As of last quarter, Microsoft’s commercial cloud business had grown to an annual run rate of $9.4 billion. The company’s goal is to get the cloud run rate to $20 billion by 2018.
I also like Microsoft stock for its leadership in the augmented reality – smart glasses. This is a market that’s set to go mainstream this year, and the market will be huge. The virtual reality/augmented reality market could be worth $150 billion by 2020, with the augmented reality portion – the part Microsoft is targeting with its HoloLens technology – dominating.
Looking ahead a year, I can see Microsoft reaching $70 – a 35% gain from today’s down price.
Despite Microsoft’s poor showing, this is a stock you should buy a stake in if you haven’t already – and then accumulate more on dips… like the one we’re seeing today.
Earnings Recession Sale No. 2: Alphabet
Since it’s so close to its all-time highs, you’d be right to wonder whether there’s any profit left to be made in Alphabet Inc. (Nasdaq: GOOGL).
Especially after its blazing fourth-quarter report.

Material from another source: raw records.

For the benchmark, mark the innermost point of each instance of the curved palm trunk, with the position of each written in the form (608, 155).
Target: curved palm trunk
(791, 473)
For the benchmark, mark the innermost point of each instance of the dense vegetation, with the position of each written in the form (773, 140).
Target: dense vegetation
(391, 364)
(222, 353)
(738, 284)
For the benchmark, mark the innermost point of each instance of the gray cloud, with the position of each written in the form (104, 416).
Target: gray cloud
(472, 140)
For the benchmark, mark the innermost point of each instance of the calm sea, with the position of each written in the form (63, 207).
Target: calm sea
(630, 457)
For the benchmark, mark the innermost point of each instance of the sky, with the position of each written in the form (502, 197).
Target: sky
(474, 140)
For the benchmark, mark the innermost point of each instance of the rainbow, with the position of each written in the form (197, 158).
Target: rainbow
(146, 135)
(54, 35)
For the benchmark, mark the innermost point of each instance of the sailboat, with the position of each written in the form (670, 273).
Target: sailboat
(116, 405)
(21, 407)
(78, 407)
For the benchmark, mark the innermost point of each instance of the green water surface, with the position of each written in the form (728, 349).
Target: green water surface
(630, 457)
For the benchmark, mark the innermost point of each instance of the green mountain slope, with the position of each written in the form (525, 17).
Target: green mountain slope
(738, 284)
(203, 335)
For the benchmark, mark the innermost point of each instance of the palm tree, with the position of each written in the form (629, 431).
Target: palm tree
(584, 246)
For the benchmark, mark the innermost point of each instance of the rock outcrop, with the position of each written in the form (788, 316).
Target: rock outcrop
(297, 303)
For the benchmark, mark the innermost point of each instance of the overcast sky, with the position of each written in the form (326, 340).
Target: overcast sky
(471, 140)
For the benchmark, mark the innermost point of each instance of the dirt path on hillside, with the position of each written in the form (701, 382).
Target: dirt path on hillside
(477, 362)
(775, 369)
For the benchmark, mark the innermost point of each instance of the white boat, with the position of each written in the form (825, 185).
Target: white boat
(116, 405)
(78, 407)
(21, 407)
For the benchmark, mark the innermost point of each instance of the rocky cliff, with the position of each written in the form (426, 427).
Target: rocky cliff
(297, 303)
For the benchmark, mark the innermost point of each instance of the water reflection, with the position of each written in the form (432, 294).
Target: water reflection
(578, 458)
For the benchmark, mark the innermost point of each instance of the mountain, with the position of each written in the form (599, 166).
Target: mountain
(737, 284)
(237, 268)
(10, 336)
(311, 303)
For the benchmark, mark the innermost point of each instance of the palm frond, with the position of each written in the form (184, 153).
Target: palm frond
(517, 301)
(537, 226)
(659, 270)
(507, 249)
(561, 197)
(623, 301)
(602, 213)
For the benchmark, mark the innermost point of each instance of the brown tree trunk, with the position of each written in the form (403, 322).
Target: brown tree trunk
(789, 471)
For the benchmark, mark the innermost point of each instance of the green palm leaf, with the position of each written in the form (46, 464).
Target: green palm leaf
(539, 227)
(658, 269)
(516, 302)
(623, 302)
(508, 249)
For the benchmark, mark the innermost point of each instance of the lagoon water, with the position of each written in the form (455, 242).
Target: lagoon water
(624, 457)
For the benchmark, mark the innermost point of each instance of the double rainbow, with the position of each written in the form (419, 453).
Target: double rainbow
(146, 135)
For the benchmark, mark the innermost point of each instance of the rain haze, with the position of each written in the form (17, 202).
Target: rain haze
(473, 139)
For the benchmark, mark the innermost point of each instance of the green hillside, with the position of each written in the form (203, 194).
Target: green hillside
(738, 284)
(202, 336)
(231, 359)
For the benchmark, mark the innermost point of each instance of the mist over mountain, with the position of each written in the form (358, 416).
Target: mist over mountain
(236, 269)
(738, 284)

Then, Alphabet reported advertising revenue of $19.08 billion. That was up 17% from the previous year and accounted for 89% of Alphabet’s $21.33 billion in revenue.
However, Google’s parent company badly missed earnings expectations Friday morning. GOOGL was off 5.6% that morning.

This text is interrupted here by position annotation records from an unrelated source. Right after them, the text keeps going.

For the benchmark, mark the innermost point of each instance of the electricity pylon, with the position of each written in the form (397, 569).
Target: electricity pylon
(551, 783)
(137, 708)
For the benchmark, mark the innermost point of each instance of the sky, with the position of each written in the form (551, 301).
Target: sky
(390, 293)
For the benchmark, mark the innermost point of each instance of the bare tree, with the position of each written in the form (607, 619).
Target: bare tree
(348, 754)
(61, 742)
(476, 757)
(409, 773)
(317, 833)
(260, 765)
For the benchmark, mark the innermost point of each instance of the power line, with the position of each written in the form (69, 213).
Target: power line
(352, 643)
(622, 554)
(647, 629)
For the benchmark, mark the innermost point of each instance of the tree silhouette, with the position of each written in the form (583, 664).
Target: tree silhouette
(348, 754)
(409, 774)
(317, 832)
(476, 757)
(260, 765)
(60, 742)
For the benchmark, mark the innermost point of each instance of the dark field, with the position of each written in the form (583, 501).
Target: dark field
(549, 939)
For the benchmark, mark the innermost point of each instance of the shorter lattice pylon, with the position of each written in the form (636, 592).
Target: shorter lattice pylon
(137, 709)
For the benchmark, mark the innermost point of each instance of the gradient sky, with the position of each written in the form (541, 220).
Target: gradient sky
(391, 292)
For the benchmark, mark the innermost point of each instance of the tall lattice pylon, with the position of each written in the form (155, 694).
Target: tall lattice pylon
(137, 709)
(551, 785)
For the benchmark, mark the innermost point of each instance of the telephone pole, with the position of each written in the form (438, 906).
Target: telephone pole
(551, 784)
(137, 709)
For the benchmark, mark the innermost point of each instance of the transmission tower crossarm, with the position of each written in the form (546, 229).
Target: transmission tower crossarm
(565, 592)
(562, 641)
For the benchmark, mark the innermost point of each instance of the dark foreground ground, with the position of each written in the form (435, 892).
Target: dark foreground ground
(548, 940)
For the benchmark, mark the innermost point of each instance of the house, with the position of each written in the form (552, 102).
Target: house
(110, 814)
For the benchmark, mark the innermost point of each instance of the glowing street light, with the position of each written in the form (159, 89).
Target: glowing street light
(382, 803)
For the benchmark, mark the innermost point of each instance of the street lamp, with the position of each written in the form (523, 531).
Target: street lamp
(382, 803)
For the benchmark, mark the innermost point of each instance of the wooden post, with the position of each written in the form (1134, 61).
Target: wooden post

The company said that it suffered from a stronger dollar and increased spending to boost traffic for its mobile advertising services.

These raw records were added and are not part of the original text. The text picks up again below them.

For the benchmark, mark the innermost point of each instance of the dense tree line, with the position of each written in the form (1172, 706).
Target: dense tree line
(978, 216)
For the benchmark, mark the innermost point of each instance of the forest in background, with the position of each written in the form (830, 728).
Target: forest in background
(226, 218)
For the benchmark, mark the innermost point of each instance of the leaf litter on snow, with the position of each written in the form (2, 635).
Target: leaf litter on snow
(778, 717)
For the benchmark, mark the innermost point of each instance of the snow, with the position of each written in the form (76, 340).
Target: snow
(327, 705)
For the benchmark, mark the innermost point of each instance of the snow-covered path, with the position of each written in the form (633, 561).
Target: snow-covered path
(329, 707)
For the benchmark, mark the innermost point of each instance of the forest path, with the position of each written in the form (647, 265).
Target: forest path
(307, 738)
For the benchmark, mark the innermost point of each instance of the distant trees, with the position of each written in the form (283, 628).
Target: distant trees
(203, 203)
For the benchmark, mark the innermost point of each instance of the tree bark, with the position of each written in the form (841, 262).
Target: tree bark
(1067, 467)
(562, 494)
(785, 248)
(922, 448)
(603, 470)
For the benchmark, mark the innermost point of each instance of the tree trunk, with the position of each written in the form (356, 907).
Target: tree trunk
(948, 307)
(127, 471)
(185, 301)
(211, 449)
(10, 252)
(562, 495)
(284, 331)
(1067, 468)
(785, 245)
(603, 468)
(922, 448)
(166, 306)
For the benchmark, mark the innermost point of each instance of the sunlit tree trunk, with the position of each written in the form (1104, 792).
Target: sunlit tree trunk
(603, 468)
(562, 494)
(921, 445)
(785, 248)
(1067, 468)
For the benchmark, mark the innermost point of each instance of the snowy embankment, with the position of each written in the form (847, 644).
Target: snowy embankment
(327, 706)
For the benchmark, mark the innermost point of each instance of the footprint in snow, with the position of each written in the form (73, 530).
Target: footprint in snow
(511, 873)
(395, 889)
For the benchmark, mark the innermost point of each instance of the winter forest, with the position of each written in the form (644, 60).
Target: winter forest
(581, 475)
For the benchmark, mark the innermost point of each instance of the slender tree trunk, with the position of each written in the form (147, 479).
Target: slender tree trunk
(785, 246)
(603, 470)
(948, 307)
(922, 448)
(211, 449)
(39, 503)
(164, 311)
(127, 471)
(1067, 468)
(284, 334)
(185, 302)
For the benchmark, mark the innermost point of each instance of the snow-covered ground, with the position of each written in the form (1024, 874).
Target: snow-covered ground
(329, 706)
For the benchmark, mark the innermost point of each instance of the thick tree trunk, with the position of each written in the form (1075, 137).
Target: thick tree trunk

Alphabet reported adjusted per-share earnings of $7.50 on top of $20.26 billion in revenue. Wall Street expected top-line earnings of $7.97 on $20.37 billion in revenue.
The firm is still a behemoth in advertising. Alphabet said that its ad revenue surged 16.2% to $18.02 billion, while paid clicks increased by 29%.
That said, Google remains a primo long-term investment.
In fact, it’s a stock that you want to hold – almost – forever.
Few companies ever dominate their core markets the way Google does.
The firm went public in 2004 and today has a market cap of $486.8 billion. It also controls roughly 80% of online search in the United States – that’s market dominance on steroids.
And here’s some more. In 2007, Google launched its Android mobile operating system, and as of second-quarter 2015, Android commanded an 82.8% share of the smartphone operating system market, according to IDC.
To keep Google itself focused on its core mission, the company recently restructured. Under that plan, the Google operating unit includes search (of which it controls 64.4% of the market), Android, YouTube, and the Chrome web browser.
Alphabet will manage a growing list of non-web businesses. These include everything from building robots and self-driving cars to exploring opportunities in human longevity and virtual reality.
That leaves Google free to pursue its ambitious plans to become an “end to end” Internet firm. The company’s goal is to deliver incredibly fast web speeds and, in so doing, transform Internet coverage and online streaming.
The Bottom Line
The truth is, investors expect a lot out of companies like Alphabet and Microsoft. And that means their stock prices are often volatile after earnings.
But because of their strong core businesses and growing revenue from new technologies, they will reward long-term investors. Over the last 12 months, Alphabet has soared 33.6%, and Microsoft is up 19.5% – and those climbs are going to continue for years to come.
And if you invest in these companies and others like them – like those in the Internet Dream Team – your wealth will continue to climb, too.